Avenues To Liquidity And Working Capital Amidst A Pandemic
The pandemic is tightening its grip around businesses, especially start-ups, by the day. Compounded by market volatility and demand shocks, companies are staring at an unprecedented scale of crises.
However, there are some time-tested avenues to ease liquidity and simplify working capital management. These are:
Businesses can access liquidity with secured business loan options extended by several banks and NBFCs. It is, in fact, one of the most sought-after options by small and medium businesses to mitigate a cash crunch. By pledging assets as collateral, entrepreneurs can borrow a substantial sum at competitive interest rates. Thereafter, they can mitigate the immediate operational costs and tide over shortages in business cycles.
Individuals with a healthy credit score can also consider obtaining a collateral-free loan. However, a business loan can be hard to come by for start-ups because of a lack of business vintage. Moreover, rising NPA rates are also making financial institutions more cautious concerning small businesses.
Covid-19 pandemic has adversely impacted the cash cycles of nearly every business. It has led to delayed payments from clients, leading to a significant crisis at all levels. One of the smart ways to tide over this crisis is to opt for invoice factoring. Entrepreneurs can sell their receivable invoices to lending companies and receive a significant portion of their value in advance. The factoring company will then collect the pending invoice amount from the respective clients at the stipulated time.
Almost similar to factoring, invoice discounting is one of the hassle-free methods of supplementing working capital to sustain during tyring times. Like invoice factoring, here too, organisations can leverage the value of their respective sales leger to obtain instant cash.
However, herein, entrepreneurs own the sales ledger and collect all outstanding receivables from their clients themselves. Therefore, it helps maintain confidentiality and does not allow clients to know about an arrangement of this sort.
It is extremely crucial as it helps retain a company’s credibility and value in front of clients and builds trust in their financial standing and management.
Businesses can also raise capital by way of selling the equity of their company to willing investors.

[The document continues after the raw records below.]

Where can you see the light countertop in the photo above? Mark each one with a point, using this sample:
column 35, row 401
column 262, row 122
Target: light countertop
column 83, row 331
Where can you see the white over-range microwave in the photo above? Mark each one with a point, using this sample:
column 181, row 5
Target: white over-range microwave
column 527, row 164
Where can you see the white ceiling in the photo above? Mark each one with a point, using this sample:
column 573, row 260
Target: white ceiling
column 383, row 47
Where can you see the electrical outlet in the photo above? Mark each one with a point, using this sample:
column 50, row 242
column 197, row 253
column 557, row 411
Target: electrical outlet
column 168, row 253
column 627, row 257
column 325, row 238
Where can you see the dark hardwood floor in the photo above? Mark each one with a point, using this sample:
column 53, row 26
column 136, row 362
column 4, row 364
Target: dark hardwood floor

In this regard, individuals can turn to angel investors or venture capitalists. It is one of the best ways to raise lump-sum working capital in one go.
Moreover, business organisations do not need any steady credit history to obtain financing this way. However, opting for equity-based financing means transferring a portion of the ownership stake to the investing company or individual.

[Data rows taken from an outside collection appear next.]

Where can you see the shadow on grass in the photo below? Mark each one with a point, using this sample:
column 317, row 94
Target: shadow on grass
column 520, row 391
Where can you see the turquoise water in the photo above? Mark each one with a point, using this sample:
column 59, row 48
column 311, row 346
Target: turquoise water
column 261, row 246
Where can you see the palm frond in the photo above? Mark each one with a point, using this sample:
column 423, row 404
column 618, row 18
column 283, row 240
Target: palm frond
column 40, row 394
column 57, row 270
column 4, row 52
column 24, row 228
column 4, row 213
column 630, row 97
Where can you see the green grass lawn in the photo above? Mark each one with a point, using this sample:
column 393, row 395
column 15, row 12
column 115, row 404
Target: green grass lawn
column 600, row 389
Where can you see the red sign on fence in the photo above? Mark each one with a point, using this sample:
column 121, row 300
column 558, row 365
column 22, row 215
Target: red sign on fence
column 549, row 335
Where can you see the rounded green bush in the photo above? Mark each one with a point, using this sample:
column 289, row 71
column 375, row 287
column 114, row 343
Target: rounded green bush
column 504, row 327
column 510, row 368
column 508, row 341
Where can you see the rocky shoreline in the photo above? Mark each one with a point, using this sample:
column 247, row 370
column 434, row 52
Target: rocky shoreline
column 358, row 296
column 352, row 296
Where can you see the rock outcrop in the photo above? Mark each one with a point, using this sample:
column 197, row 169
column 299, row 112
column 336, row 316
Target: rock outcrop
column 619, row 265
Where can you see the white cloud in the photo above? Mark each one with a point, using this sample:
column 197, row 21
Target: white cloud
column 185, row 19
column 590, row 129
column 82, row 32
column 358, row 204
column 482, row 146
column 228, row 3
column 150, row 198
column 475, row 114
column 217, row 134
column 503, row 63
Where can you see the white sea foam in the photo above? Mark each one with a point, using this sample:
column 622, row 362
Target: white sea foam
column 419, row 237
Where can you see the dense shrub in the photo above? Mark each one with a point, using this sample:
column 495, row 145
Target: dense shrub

Therefore, business organisations should tread lightly, research, and strategise before venturing into equity-based financing to avoid issues in the long run.
Revenue-based financing emerged as a suitable means of accessing working capital during the pandemic. Widely popular in the US, it’s slowly gaining traction among Indian entrepreneurs.
With RBF, organisations can conveniently raise funds from fintech companies premised on their estimated monthly, weekly, or annual earnings. Herein, they need to pledge a certain % of their future income as a revenue share, which has to be paid within a flexible tenure.
Unlike equity-based financing, there is no transfer of ownership in RBF. Therefore, a company can get easy access to funds without sacrificing a part of its equity. Also, unlike business loans, the interest rates on RBF are low. Plus, there is no fixed repayment tenure or amount that significantly reduces the debt burden.
The disruption caused by the Covid-19 pandemic is beyond estimation, with signs of a third wave already appearing. Therefore, organisations should strategise and undertake suitable measures to maintain a steady cash flow and working capital. A company’s finance team should be careful and conduct detailed research to choose the best financing option available after considering factors about their organisation and credit requirements.